Bis zum frühen Mittwochmorgen dieser Woche zogen sich die Verhandlungen über die Zukunft der Gemeinsamen Agrarpolitik (GAP). Deutschland hat derzeit den Vorsitz im Europäischen Rat, also leitete Klöckner das Treffen. Was sie tags darauf als großen Durchbruch präsentierte, erntete jedoch harsche Kritik von Umweltverbänden und Grünen: Arten-, Tier-, Natur- und Klimaschutz blieben auf der Strecke. Auch Umweltministerin Svenja Schulze (SPD) zeigte sich wenig begeistert.

Als die GAP 1962 ins Leben gerufen wurde, ging es nicht um Natur, Umwelt oder gar Klima, sondern um Produktivität, Nahrungsmittelsicherheit, stabile Märkte und „angemessene“ Preise sowie Vergütungen für Bäuerinnen und Bauern. Gefördert wurden bestimmte Agrarprodukte; das führte zu den berühmt-berüchtigten Butterbergen und Milchseen. Eine Nebenwirkung dieser Politik war die Zerstörung der Agrarmärkte zahlreicher afrikanischer Länder, die nicht mit den subventionierten Lebensmitteln aus Europa konkurrieren konnten.

1992 kam es dann tatsächlich zum Systemwechsel. Die „entkoppelten Direktzahlungen“ wurden eingeführt, die „erste Säule“ der GAP. Gezahlt wird pro Hektar. Das heißt: Wer hat, dem wird gegeben. Profiteure sind Großbetriebe mit viel Fläche, kleinbäuerliche Betriebe haben das Nachsehen. Wer einen Hof gepachtet hat, geht leer aus, denn der Geldsegen fließt an die, denen das Land gehört. Das sind in den letzten zehn Jahren zunehmend Finanzinvestoren, die in Zeiten niedriger Zinsen attraktive Anlagemöglichkeiten suchen. Unausweichliche Folgen: Die Bodenpreise steigen, Ackerflächen und Pachtraten werden unerschwinglich.

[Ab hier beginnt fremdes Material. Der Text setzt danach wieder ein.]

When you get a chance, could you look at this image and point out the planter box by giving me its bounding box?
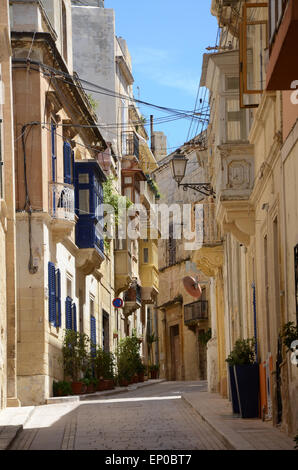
[97,380,107,392]
[71,381,86,395]
[228,366,240,414]
[103,379,115,390]
[150,370,158,379]
[119,379,129,387]
[138,373,145,383]
[234,364,260,418]
[85,384,95,394]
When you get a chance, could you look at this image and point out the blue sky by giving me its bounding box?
[104,0,218,153]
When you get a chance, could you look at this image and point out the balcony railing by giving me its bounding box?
[124,283,142,304]
[49,182,75,221]
[122,131,139,160]
[184,300,208,324]
[269,0,289,48]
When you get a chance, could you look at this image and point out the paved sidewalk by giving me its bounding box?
[0,380,164,450]
[0,406,35,450]
[46,379,165,404]
[182,391,295,450]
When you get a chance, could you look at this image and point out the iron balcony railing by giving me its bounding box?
[124,283,142,304]
[122,131,139,160]
[184,300,208,323]
[49,182,75,221]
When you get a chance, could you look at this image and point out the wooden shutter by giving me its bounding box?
[51,124,56,182]
[72,303,77,332]
[90,316,96,356]
[65,296,72,330]
[48,262,56,324]
[56,268,61,327]
[63,142,72,184]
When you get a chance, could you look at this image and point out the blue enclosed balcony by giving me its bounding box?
[74,160,106,275]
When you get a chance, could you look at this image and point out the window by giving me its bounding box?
[143,247,149,263]
[79,189,90,215]
[239,3,268,108]
[63,141,72,184]
[51,121,57,182]
[226,99,248,142]
[48,262,61,327]
[269,0,287,46]
[168,222,176,266]
[66,296,77,331]
[90,315,96,356]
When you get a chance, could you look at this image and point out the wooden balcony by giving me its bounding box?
[184,300,208,324]
[267,0,298,90]
[48,182,75,242]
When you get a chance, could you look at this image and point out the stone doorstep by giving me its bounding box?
[46,379,165,405]
[182,393,295,451]
[0,406,35,451]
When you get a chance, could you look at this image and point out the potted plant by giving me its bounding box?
[226,338,259,418]
[62,329,90,395]
[53,380,72,397]
[281,321,298,351]
[94,347,115,390]
[149,364,159,379]
[113,330,119,340]
[136,362,146,382]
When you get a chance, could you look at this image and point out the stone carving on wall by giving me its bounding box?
[227,160,251,190]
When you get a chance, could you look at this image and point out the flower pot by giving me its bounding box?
[86,384,95,394]
[234,364,260,418]
[228,366,240,414]
[132,375,139,384]
[71,381,86,395]
[103,379,115,390]
[97,380,106,392]
[138,373,144,383]
[119,379,129,387]
[113,333,118,340]
[150,370,158,379]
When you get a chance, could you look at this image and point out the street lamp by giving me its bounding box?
[170,150,214,197]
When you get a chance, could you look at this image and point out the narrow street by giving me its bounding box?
[10,382,228,450]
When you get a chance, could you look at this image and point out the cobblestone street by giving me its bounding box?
[10,381,228,450]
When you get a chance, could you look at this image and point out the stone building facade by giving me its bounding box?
[192,0,298,437]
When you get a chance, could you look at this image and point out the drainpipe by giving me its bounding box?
[252,282,258,363]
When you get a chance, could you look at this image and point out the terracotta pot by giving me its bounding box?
[150,370,158,380]
[71,381,86,395]
[86,384,95,394]
[119,379,129,387]
[138,373,144,383]
[104,379,115,390]
[132,375,139,384]
[97,380,106,391]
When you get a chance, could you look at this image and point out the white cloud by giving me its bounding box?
[131,46,198,95]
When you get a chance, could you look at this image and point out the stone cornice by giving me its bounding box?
[191,245,224,278]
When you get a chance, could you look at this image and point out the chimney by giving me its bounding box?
[72,1,104,6]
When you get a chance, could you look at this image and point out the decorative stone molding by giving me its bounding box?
[217,200,255,247]
[192,245,224,278]
[76,248,105,275]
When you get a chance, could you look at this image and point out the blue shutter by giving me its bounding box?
[72,303,77,332]
[63,142,72,184]
[51,124,56,182]
[71,150,75,185]
[48,262,56,324]
[65,297,72,330]
[90,316,96,356]
[56,269,61,327]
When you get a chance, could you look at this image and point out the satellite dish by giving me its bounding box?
[183,276,202,299]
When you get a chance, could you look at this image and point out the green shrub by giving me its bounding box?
[53,380,72,397]
[62,329,90,381]
[225,338,256,366]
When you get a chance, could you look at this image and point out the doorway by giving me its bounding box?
[170,324,180,380]
[102,310,110,352]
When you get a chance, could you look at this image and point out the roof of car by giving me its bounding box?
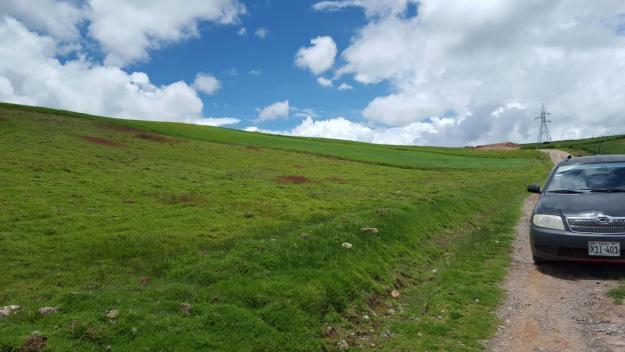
[560,154,625,165]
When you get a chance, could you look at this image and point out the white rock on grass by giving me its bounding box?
[180,303,192,315]
[0,305,20,317]
[38,307,59,316]
[360,227,379,234]
[342,242,353,249]
[106,309,119,319]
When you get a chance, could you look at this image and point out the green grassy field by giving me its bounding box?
[0,103,550,351]
[523,134,625,155]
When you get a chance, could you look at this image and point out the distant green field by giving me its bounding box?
[523,134,625,155]
[0,103,550,351]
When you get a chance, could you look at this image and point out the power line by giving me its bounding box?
[536,103,552,143]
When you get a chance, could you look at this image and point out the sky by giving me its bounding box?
[2,0,625,147]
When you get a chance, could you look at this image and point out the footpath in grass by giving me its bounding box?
[0,103,550,351]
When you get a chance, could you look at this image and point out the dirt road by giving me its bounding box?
[488,150,625,352]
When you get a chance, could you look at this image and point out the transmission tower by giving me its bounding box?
[535,103,552,143]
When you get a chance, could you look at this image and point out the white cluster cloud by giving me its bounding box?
[311,0,625,145]
[295,35,354,90]
[257,100,290,122]
[255,27,269,39]
[88,0,246,65]
[0,0,85,41]
[338,83,353,90]
[245,115,460,145]
[295,36,337,75]
[187,117,240,126]
[193,73,222,95]
[312,0,417,18]
[0,0,244,126]
[317,77,333,87]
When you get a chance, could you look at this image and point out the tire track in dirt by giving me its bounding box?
[488,149,625,352]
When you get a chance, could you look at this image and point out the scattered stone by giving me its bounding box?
[474,299,480,303]
[38,307,59,316]
[342,242,353,249]
[360,227,379,234]
[432,269,438,273]
[380,329,392,337]
[21,331,47,352]
[387,308,396,315]
[337,339,350,351]
[138,276,151,286]
[180,303,192,315]
[0,304,21,317]
[106,309,119,320]
[300,233,310,240]
[391,289,401,298]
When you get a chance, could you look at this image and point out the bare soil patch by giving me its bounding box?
[487,149,625,352]
[244,145,263,152]
[21,333,47,352]
[152,192,205,205]
[327,176,348,183]
[274,175,312,184]
[134,132,180,144]
[80,135,126,147]
[97,123,142,134]
[474,142,520,151]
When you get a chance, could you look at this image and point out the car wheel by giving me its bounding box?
[532,255,549,265]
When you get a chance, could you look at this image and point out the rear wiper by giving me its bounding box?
[548,189,584,194]
[580,188,625,193]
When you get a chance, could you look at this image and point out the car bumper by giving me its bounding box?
[530,224,625,262]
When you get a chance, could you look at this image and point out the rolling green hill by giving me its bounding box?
[0,103,550,351]
[523,134,625,155]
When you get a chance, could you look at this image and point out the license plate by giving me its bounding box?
[588,241,620,256]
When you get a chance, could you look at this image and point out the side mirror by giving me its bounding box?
[527,184,541,194]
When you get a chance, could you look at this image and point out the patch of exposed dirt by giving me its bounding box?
[97,123,142,134]
[134,132,180,144]
[80,135,126,147]
[327,176,348,183]
[152,192,205,205]
[274,175,312,184]
[20,333,47,352]
[540,148,570,164]
[243,145,263,152]
[473,142,520,151]
[487,149,625,352]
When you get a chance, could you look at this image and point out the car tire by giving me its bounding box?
[532,255,549,265]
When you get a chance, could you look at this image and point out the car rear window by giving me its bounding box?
[547,162,625,191]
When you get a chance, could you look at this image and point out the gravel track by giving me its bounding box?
[487,149,625,352]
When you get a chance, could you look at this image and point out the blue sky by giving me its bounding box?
[135,1,388,130]
[2,0,625,146]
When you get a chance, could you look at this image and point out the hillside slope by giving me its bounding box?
[523,134,625,155]
[0,103,549,351]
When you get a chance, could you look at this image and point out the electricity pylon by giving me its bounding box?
[536,103,552,143]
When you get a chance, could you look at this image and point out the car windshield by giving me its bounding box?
[547,162,625,192]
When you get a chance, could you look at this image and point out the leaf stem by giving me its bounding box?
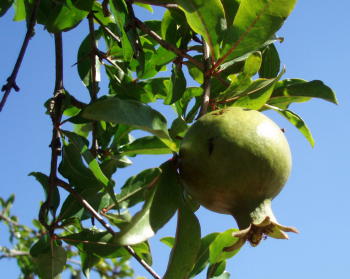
[134,17,204,70]
[0,0,41,112]
[56,178,161,279]
[198,40,212,117]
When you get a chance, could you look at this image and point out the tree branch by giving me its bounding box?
[198,40,212,117]
[56,178,161,279]
[40,33,64,232]
[134,18,204,70]
[88,13,100,154]
[0,0,41,112]
[93,14,121,43]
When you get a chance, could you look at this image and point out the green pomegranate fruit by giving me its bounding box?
[179,107,298,249]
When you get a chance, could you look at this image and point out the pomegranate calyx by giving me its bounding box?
[224,216,299,252]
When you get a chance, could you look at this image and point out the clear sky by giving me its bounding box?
[1,1,349,278]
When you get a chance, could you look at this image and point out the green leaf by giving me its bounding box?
[63,229,128,258]
[233,69,284,110]
[277,109,315,147]
[190,233,219,277]
[110,0,134,61]
[165,64,187,105]
[33,241,67,279]
[115,161,182,245]
[29,172,60,214]
[220,0,240,27]
[58,143,102,190]
[77,31,102,92]
[267,96,311,110]
[221,0,297,61]
[163,204,201,279]
[209,229,240,264]
[61,131,111,188]
[118,167,162,208]
[82,97,177,151]
[80,252,100,278]
[134,2,153,12]
[120,136,172,157]
[160,237,175,248]
[58,188,111,221]
[71,0,94,11]
[0,0,14,17]
[259,44,280,78]
[212,271,231,279]
[243,51,262,77]
[176,0,226,58]
[207,261,226,278]
[272,79,338,104]
[13,0,26,21]
[38,0,88,33]
[174,87,203,118]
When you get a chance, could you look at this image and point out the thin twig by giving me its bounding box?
[93,14,121,43]
[56,178,161,279]
[126,0,143,58]
[134,18,204,70]
[131,0,178,8]
[0,213,35,233]
[0,249,30,259]
[208,3,270,76]
[39,33,64,232]
[198,40,212,117]
[88,13,100,154]
[0,0,41,112]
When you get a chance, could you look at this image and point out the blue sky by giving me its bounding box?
[1,0,350,278]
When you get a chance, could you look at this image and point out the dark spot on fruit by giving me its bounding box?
[281,128,285,133]
[208,137,215,155]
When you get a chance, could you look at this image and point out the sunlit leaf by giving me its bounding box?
[243,51,262,77]
[120,136,172,156]
[209,229,240,264]
[221,0,297,62]
[163,204,201,279]
[176,0,226,58]
[272,79,338,104]
[277,109,315,147]
[190,233,219,277]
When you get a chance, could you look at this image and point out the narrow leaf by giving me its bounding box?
[61,131,110,188]
[120,136,172,157]
[29,172,60,214]
[82,97,177,151]
[166,64,187,105]
[259,44,280,78]
[221,0,297,62]
[233,69,284,110]
[209,229,240,264]
[273,80,338,104]
[115,161,182,245]
[0,0,13,17]
[163,204,201,279]
[118,167,162,208]
[176,0,226,58]
[277,109,315,147]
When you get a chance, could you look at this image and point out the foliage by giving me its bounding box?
[0,0,337,278]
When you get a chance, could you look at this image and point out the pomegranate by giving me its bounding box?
[179,107,298,250]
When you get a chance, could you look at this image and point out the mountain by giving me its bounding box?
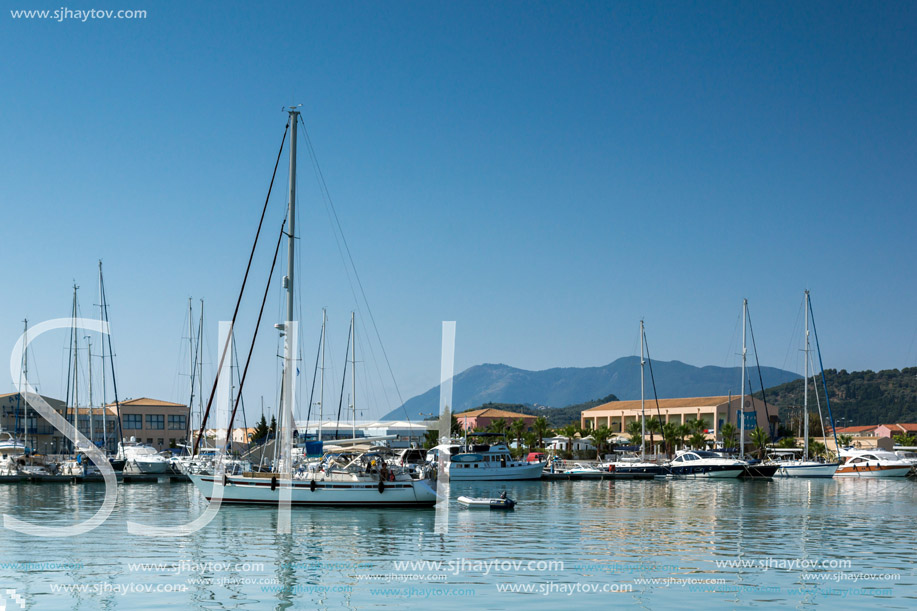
[384,357,800,421]
[756,367,917,427]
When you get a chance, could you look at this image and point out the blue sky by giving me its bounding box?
[1,1,915,421]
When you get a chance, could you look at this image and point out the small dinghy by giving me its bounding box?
[457,495,516,510]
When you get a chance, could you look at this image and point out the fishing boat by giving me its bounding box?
[188,109,437,507]
[835,450,912,478]
[427,433,546,481]
[457,495,516,510]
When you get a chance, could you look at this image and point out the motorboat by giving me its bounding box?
[427,434,546,481]
[768,449,839,478]
[565,462,606,479]
[117,438,171,474]
[665,450,745,478]
[835,450,913,477]
[457,495,516,510]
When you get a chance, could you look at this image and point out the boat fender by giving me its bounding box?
[222,474,228,487]
[378,479,385,494]
[310,479,317,492]
[388,471,395,482]
[271,476,278,491]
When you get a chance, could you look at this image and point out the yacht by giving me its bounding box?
[427,434,546,481]
[769,449,839,478]
[565,462,606,479]
[835,450,913,477]
[117,438,171,474]
[665,450,745,478]
[189,451,437,506]
[0,435,27,476]
[188,109,439,509]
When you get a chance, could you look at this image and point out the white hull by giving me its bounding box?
[189,473,438,506]
[775,462,839,478]
[127,459,170,474]
[835,466,912,478]
[445,461,545,481]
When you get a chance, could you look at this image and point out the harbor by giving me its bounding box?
[4,2,917,609]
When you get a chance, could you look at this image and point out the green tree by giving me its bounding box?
[808,438,827,459]
[749,427,769,459]
[626,421,644,447]
[488,418,508,436]
[662,422,680,457]
[676,424,691,450]
[533,416,549,450]
[646,416,662,454]
[689,432,708,449]
[423,429,439,449]
[592,425,611,457]
[776,436,798,449]
[249,414,270,444]
[510,419,527,450]
[837,434,854,448]
[720,422,737,449]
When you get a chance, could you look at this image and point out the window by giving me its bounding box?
[146,414,164,430]
[124,414,142,429]
[157,438,164,447]
[147,438,153,444]
[168,415,187,430]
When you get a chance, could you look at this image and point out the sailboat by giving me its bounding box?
[611,320,667,476]
[774,291,839,478]
[188,109,436,507]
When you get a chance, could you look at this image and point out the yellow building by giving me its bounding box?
[581,395,777,441]
[111,397,190,451]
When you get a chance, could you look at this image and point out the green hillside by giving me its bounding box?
[757,367,917,426]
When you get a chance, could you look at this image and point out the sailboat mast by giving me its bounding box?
[351,311,356,440]
[640,319,646,461]
[319,308,325,442]
[98,262,108,452]
[280,107,299,475]
[87,336,94,447]
[70,284,80,454]
[187,297,195,446]
[740,298,747,459]
[803,290,810,461]
[19,319,28,448]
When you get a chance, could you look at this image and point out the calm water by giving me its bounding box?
[1,478,915,609]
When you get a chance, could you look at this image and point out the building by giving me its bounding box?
[0,392,68,453]
[454,408,536,432]
[580,395,778,441]
[833,425,879,438]
[109,397,190,452]
[874,423,917,438]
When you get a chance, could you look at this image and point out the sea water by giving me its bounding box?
[0,477,915,609]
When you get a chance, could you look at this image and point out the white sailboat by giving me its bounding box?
[774,291,839,478]
[189,108,436,507]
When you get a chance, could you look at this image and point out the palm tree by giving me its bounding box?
[488,418,508,436]
[837,434,853,448]
[533,416,549,449]
[749,427,769,459]
[808,438,827,459]
[676,424,691,450]
[662,422,680,457]
[776,436,797,449]
[510,419,527,450]
[592,425,611,457]
[689,432,708,449]
[646,416,662,454]
[720,422,737,449]
[626,421,643,447]
[560,424,578,452]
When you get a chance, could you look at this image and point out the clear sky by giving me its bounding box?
[2,1,915,422]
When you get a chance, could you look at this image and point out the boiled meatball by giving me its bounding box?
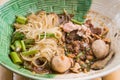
[51,55,71,73]
[92,39,109,59]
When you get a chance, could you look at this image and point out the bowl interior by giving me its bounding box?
[0,0,120,80]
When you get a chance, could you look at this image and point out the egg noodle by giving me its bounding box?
[14,11,63,68]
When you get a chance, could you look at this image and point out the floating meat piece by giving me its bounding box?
[91,27,102,35]
[65,30,80,44]
[91,51,114,70]
[85,20,102,35]
[85,19,94,28]
[72,41,81,53]
[61,22,80,33]
[66,44,73,52]
[58,13,73,24]
[77,25,91,38]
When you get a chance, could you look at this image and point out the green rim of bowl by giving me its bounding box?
[0,0,91,79]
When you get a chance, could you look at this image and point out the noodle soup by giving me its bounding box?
[9,10,113,74]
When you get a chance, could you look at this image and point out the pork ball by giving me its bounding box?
[92,39,109,59]
[51,55,71,73]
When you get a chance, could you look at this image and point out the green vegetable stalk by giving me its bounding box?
[71,19,83,25]
[40,33,56,39]
[14,40,22,52]
[16,16,27,24]
[24,39,35,45]
[12,32,25,43]
[10,52,22,64]
[76,52,84,59]
[10,45,15,51]
[22,50,38,56]
[21,40,26,51]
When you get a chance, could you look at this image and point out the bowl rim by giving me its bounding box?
[0,0,120,80]
[1,61,120,80]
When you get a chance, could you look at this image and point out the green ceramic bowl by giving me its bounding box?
[2,0,120,80]
[0,0,92,79]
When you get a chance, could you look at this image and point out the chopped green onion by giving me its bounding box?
[26,45,33,48]
[40,33,55,39]
[81,63,88,68]
[76,52,84,59]
[71,19,83,25]
[24,39,35,45]
[67,33,70,36]
[16,16,27,24]
[10,45,15,51]
[21,40,26,51]
[22,50,38,56]
[12,32,25,43]
[86,48,90,51]
[14,40,22,52]
[10,52,22,64]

Aber da ist ja noch die zweite Säule der GAP, vorgesehen für Umwelt- und Klimaschutzmaßnahmen und die Entwicklung des ländlichen Raumes. Von den 6,2 Milliarden Euro, die Deutschland jährlich kassiert, entfallen nur 1,2 Milliarden auf die zweite Säule. Und die hat auch noch einen Haken: Für alle Mittel aus diesem Topf müssen Staat, Region oder Kommunen des jeweiligen Landes noch mal dieselbe Summe drauflegen. Kein Wunder, dass das Geld oft gar nicht abgerufen wird.

Nun sollen laut Ratsbeschluss 20 Prozent der Direktzahlungen an Umweltprogramme gekoppelt sein. Solche „Eco-Schemes“ hatte die EU-Kommission vorgeschlagen. Das EU-Parlament fordert 30 Prozent, Grünen und Umweltverbänden reicht auch das nicht, zumal die Teilnahme an den Programmen freiwillig sein soll. Bis Jahresende soll das ganze Paket zwischen Rat, Parlament und Kommission fertig verschnürt sein, wenn es nach Julia Klöckner geht.

Wie aber der von EU-Kommissionspräsidentin Ursula von der Leyen propagierte „Green Deal“, die Klimaneutralität der EU bis 2050, erreicht werden soll, wenn die Landwirtschaft mehr oder weniger außen vor bleibt? Tja. Gute Frage. Hier klafft eine entsetzliche Lücke, englisch: gap.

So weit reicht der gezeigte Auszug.